Captain Bartlett certainly was a queer fish, but he is of no moment to my present purpose; I made his acquaintance at dinner next day-before I left Thursday Island I had eaten turtle soup so often that I ceased to look upon it as a luxury-and it was because in the course of conversation I mentioned that I spoke French that he asked me to go and see French Joe.

'It'll be a treat to the old fellow to talk his own lingo for a bit. He's ninety-three, you know.'

For the last two years, not because he was ill but because he was old and destitute, he had lived in the hospital and it was here that I visited him. He was lying in bed, in flannel pyjamas much too large for him, a little shrivelled old man with vivacious eyes, a short white beard, and bushy black eyebrows. He was glad to speak French with me, which he spoke with the marked accent of his native isle, for he was a Corsican, but he had dwelt so many years among English-speaking people that he no longer spoke his mother tongue with accuracy. He used English words as though they were French, making verbs of them with French terminations. He talked very quickly, with broad gestures, and his voice for the most part was clear and strong; but now and then it seemed suddenly to fade away so that it sounded as though he spoke from the grave. The hushed and hollow sound gave me an eerie feeling. Indeed I could not look upon him still as of this world. His real name was Joseph de Paoli. He was a nobleman and a gentleman. He was of the same family as the general we have all read of in Boswell's Johnson, but he showed no interest in his famous ancestor.
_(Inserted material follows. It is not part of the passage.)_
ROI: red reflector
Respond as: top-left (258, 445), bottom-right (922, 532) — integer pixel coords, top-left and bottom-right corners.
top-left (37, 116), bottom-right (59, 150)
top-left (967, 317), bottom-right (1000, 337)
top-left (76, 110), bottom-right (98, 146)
'We have had so many generals in our family,' he said. 'You know, of course, that Napoleon Bonaparte was a connexion of mine. No, I have never read Boswell. I have not read books. I have lived.'

He had entered the French army in 1851. Seventy-five years ago. It is terrifying. As a lieutenant of artillery ('like my cousin Bonaparte,' he said) he had fought the Russians in the Crimea and as a captain the Prussians in 1870. He showed me a scar on his bald pate from an Uhlan's lance and then with a dramatic gesture told how he had thrust his sword in the Uhlan's body with such violence that he could not withdraw it. The Uhlan fell dead and the sword remained in the body. But the Empire perished and he joined the communists. For six weeks he fought against the government troops under Monsieur Thiers. To me Thiers is but a shadowy figure, and it was startling and even a trifle comic to hear French Joe speak with passionate hatred of a man who has been dead for half a century. His voice rose into a shrill scream as he repeated the insults, Oriental in their imagery, which in the council he had flung at the head of this mediocre statesman. French Joe was tried and sentenced to five years in New Caledonia.